Parse and Clean Names Practice Problem
This data science coding problem helps you practice String Standardization, parse and clean names, and implementation skills. Read the problem statement, write your solution, and strengthen your understanding of String Standardization.
- Problem ID: 180
- Problem key: 180-parse-and-clean-names
- URL: https://datacrack.app/solve/180-parse-and-clean-names
- Difficulty: medium
- Topic: String Standardization
- Module: Data Cleaning
Problem Statement
# Parse and Clean Names
### 🎯 Goal
Person names arrive cluttered with honorific titles (`Dr.`, `Mrs.`) and generational suffixes (`Jr.`, `III`), in inconsistent casing.

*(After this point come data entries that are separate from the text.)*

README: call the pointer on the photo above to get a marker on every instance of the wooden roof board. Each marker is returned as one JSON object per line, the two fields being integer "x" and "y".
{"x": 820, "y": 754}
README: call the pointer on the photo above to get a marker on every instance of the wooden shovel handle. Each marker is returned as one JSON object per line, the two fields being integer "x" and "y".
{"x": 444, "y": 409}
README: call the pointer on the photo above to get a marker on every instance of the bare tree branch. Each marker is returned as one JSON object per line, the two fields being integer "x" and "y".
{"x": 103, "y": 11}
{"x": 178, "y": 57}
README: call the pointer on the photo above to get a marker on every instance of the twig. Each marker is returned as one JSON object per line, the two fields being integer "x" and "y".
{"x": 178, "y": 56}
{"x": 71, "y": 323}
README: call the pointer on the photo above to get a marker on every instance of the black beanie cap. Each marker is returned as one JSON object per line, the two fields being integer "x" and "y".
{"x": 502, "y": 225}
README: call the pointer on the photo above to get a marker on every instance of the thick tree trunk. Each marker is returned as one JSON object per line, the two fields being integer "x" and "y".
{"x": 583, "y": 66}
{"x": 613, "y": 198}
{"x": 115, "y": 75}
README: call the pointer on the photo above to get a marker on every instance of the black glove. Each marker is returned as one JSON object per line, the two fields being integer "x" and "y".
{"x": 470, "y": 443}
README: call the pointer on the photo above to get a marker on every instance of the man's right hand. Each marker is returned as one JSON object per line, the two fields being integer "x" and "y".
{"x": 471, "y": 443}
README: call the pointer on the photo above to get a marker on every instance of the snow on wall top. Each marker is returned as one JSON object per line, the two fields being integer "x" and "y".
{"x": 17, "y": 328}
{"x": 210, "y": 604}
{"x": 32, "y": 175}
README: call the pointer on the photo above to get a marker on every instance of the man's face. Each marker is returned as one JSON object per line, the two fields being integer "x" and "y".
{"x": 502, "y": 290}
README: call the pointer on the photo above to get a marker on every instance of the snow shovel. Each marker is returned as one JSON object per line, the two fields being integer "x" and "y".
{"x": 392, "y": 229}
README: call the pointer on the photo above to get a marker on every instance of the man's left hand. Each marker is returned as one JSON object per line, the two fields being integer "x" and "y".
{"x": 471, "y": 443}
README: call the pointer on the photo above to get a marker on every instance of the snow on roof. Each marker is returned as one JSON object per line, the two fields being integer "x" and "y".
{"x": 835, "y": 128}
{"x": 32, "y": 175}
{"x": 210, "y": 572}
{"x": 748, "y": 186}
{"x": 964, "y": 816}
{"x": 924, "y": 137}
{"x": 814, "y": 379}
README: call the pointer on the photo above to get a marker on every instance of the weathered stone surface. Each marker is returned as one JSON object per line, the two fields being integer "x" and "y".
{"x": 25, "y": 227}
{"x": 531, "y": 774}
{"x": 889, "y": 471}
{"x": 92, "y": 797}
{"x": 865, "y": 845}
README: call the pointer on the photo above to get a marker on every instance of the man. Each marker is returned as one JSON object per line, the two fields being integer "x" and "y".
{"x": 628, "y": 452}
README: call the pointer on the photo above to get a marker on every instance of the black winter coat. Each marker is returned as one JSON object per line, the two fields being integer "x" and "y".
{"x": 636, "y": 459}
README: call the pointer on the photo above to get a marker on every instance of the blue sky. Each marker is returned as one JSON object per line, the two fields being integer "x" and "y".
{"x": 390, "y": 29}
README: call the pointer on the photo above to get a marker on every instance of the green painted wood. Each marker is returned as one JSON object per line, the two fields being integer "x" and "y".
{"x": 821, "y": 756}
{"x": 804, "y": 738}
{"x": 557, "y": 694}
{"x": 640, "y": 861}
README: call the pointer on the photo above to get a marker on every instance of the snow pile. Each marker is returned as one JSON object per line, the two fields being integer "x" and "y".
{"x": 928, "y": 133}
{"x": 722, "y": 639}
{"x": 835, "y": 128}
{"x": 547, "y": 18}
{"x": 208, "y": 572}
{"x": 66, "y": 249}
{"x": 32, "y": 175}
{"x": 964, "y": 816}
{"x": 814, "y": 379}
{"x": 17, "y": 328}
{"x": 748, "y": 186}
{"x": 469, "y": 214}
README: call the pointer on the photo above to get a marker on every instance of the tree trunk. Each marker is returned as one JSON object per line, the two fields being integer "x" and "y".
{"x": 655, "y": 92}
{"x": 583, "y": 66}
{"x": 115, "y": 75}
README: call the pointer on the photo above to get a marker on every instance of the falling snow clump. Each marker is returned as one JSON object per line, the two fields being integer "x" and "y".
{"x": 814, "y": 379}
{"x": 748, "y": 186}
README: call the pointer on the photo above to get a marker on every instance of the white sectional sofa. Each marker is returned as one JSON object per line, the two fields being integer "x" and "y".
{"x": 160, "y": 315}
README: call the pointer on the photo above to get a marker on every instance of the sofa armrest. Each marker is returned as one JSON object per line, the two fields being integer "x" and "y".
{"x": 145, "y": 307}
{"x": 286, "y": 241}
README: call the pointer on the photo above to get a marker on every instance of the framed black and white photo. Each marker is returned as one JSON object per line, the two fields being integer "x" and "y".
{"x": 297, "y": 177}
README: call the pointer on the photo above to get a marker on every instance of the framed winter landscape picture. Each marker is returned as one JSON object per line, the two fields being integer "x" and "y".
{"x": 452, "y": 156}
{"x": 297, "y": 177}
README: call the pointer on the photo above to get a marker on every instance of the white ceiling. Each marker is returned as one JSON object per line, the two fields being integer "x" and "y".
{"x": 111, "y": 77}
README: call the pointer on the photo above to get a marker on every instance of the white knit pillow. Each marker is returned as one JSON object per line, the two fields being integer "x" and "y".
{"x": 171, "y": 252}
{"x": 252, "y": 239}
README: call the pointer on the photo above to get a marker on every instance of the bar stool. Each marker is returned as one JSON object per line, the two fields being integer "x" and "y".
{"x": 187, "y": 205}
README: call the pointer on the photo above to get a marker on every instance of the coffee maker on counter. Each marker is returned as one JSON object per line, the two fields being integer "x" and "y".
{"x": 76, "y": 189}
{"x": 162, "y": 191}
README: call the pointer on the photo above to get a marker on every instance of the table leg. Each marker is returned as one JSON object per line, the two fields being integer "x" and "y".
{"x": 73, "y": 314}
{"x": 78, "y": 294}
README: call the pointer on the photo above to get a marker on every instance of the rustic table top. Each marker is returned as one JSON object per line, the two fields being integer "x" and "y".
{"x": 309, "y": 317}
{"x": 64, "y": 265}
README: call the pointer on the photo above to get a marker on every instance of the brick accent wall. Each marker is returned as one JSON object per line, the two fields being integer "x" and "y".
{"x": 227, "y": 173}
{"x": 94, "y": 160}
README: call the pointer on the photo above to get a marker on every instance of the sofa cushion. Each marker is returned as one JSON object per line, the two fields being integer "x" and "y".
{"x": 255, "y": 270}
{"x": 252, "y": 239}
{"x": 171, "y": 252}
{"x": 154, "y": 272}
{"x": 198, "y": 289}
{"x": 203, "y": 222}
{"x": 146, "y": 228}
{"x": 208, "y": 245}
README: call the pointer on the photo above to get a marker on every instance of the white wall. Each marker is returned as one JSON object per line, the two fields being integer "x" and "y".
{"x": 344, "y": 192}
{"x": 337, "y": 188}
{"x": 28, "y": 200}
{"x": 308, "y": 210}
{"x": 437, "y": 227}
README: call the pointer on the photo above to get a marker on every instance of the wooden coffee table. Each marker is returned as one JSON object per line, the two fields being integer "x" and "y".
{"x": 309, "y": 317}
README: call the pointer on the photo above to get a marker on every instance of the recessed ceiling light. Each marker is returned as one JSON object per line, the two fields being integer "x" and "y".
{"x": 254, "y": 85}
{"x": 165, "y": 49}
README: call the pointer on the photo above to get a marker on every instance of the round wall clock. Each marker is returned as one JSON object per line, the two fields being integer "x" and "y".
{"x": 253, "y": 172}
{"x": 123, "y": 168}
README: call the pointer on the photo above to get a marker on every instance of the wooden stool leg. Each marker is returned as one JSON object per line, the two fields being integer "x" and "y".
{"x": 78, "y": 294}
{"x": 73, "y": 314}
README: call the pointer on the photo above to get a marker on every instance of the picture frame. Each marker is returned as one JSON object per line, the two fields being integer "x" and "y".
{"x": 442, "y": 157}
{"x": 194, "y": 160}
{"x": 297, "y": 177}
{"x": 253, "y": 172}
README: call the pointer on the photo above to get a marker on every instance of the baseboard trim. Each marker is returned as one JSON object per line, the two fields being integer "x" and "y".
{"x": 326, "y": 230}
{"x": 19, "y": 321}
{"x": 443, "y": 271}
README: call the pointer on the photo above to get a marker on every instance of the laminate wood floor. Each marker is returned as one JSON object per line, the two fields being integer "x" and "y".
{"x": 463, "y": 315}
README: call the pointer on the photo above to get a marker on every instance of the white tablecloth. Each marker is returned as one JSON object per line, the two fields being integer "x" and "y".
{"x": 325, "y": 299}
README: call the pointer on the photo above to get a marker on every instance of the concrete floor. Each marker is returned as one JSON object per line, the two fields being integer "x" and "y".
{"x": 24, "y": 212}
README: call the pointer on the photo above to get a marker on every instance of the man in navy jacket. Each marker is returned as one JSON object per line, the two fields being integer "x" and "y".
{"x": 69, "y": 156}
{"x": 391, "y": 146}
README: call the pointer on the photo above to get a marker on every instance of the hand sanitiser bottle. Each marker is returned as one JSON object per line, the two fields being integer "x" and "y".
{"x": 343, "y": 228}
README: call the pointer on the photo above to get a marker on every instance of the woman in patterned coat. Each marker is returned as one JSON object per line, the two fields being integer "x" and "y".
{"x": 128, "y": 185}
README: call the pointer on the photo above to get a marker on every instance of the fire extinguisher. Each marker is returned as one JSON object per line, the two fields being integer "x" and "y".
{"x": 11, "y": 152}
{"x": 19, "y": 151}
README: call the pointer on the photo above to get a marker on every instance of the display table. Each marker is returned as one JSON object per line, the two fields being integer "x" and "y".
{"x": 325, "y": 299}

To compare or match people, we need to separate the *core name* from these decorations and normalize the capitalization.
### 💻 Task
Implement `parse_name(data, column)` that, for each full name:
1. Converts the input dictionary to a DataFrame
2. Splits the name into tokens, stripping stray periods/commas
3. Detects a leading **title** (`Mr`, `Mrs`, `Ms`, `Dr`, `Prof`) and a trailing **suffix** (`Jr`, `Sr`, `II`, `III`, `IV`) — case-insensitively
4. Capitalizes the remaining tokens to form the clean name
5. Replaces `column` with the clean name and adds two new columns: `"title"` and `"suffix"` (empty string `""` when absent)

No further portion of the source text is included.